With end-users always at the centre of its action, the EU Space Programme continues to evolve, offering services that contribute to the safety and well-being of European citizens. One such service is the upcoming Galileo Emergency Warning Satellite Service (EWSS), currently under development and testing by the Directorate General for Defence Industry and Space, together with the EU Agency for the Space Programme (EUSPA).
So, what exactly is the Galileo Emergency Warning Satellite Service?
EWSS is an upcoming service of the Galileo constellation, which will be disseminating alert messages directly to the population of areas threatened by a looming natural or manmade disaster. More specifically, the Galileo satellites will be transmitting to smartphones, or to any other navigation devices able to receive Galileo signals (through a chipset), information related to the hazard (such as type of hazard, its severity, time of onset and expected duration, the targeted area) and instructions to follow depending on the area the user is located at. The alert content will be generated by national authorities and transmitted to Galileo for broadcast.
The real added value of EWSS
This service comes on top of existing alert systems but, as EWSS Manager at the European Commission, Eric Guyader explains, “for reaching the highest number of people in case of danger, the more alert systems the better. And this new service offers an important advantage: it remains available also when other alert systems like mobile networks are congested, disrupted or even destroyed”.
EUSPA Galileo exploitation programme Manager, Guerric Pont confirms, “we continue to broaden the link between users and space, where EWSS will ensure the distribution of alert messages and guidance to safeguard populations, on top of best-of-class navigation data.”
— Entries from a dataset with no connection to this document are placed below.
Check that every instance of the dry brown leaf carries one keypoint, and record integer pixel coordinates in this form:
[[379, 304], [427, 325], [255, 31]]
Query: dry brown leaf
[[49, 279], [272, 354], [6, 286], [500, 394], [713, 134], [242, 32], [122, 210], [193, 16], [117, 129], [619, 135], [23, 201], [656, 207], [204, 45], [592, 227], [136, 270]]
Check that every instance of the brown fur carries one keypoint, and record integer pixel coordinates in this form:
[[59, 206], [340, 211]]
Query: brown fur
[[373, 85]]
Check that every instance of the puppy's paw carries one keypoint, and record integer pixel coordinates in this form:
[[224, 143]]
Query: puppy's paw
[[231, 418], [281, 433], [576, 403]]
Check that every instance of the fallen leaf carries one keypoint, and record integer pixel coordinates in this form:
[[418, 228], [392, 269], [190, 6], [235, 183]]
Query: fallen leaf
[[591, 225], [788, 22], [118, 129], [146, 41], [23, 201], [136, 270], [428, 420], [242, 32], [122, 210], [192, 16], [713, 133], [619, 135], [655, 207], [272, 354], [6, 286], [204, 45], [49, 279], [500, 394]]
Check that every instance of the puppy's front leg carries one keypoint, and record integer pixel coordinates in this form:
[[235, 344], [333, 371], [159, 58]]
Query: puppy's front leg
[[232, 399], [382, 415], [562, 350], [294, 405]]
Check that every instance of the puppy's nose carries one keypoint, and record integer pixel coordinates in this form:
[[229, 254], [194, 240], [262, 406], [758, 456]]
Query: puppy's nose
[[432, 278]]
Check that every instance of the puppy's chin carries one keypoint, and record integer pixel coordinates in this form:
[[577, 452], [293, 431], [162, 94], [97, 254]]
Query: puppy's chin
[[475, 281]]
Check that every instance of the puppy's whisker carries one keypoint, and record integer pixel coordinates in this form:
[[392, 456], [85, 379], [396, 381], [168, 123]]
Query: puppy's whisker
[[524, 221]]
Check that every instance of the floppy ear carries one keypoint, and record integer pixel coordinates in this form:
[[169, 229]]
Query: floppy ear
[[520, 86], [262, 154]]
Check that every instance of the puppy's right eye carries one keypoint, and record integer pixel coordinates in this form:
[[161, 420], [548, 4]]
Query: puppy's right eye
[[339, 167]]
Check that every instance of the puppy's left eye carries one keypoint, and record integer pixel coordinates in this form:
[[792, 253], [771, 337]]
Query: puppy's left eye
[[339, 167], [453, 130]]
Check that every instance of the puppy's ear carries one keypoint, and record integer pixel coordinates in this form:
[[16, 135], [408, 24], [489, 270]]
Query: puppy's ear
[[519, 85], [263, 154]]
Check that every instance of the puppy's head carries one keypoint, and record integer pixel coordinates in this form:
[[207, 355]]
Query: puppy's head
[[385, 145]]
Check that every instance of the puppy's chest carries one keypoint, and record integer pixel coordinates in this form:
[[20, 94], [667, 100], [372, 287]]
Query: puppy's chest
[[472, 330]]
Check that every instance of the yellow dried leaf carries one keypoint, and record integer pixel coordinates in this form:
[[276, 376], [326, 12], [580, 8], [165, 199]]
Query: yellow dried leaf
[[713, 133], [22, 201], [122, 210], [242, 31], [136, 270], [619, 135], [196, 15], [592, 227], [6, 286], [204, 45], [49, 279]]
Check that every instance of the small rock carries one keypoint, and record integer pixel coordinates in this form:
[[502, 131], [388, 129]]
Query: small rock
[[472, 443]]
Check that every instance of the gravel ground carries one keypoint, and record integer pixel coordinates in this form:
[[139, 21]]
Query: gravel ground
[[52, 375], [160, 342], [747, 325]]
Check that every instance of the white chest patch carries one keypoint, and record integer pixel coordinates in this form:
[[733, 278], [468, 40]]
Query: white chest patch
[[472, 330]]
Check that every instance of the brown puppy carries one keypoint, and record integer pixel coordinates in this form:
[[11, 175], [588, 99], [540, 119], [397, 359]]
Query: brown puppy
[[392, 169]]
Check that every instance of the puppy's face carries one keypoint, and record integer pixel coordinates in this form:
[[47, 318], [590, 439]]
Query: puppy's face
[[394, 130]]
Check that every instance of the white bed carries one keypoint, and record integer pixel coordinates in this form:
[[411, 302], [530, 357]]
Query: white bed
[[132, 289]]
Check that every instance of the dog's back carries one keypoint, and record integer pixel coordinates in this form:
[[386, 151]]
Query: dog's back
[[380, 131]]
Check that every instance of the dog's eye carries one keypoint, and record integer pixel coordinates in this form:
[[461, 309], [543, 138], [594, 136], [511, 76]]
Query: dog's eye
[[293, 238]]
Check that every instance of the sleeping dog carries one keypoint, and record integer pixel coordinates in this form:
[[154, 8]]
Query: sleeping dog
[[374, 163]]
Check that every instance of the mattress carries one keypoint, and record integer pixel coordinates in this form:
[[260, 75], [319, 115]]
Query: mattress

This is particularly useful for people who live in remote and rural regions of Europe with poor or no mobile signal at all. It can also be proved lifesaving when traditional terrestrial alert systems are unavailable due to high traffic, or damage as is regularly the case with earthquakes, floods or fires for example.
Preparing for the service declaration in 2025
While the service is expected to become operational in 2025, it has already been successfully tested in different sites across the Union. According to the latest tests carried out with several national civil protection agencies, the alert message can be transmitted and received by every user located in the danger area, in less than 60 seconds.
Once operational, it will be offered free of charge to national civil protection authorities across the EU27. It will be up to the EU Member States to decide whether they activate it to disseminate their alerts via the Galileo satellites in space.
Together with the Copernicus Emergency Management Service, EWSS will become a strategic asset to support the policies of the European Union and its Member States in the field of disaster management.
Ahead of the declaration in 2025, the European Commission together with the EU Agency for the Space Programme published today the Common Alert Message Format Specifications document.
The technical document contains important information regarding the format of the alert message, to be used for encoding (resp. decoding) the alert information into (resp. from) the Galileo signals. The document is useful for EU MS to start implementing EWSS in their national alert systems, for receiver manufacturers to introduce the necessary functionalities in navigation devices, and for any satellite navigation systems willing to broadcast alert messages encapsulated in their satellite navigation signals.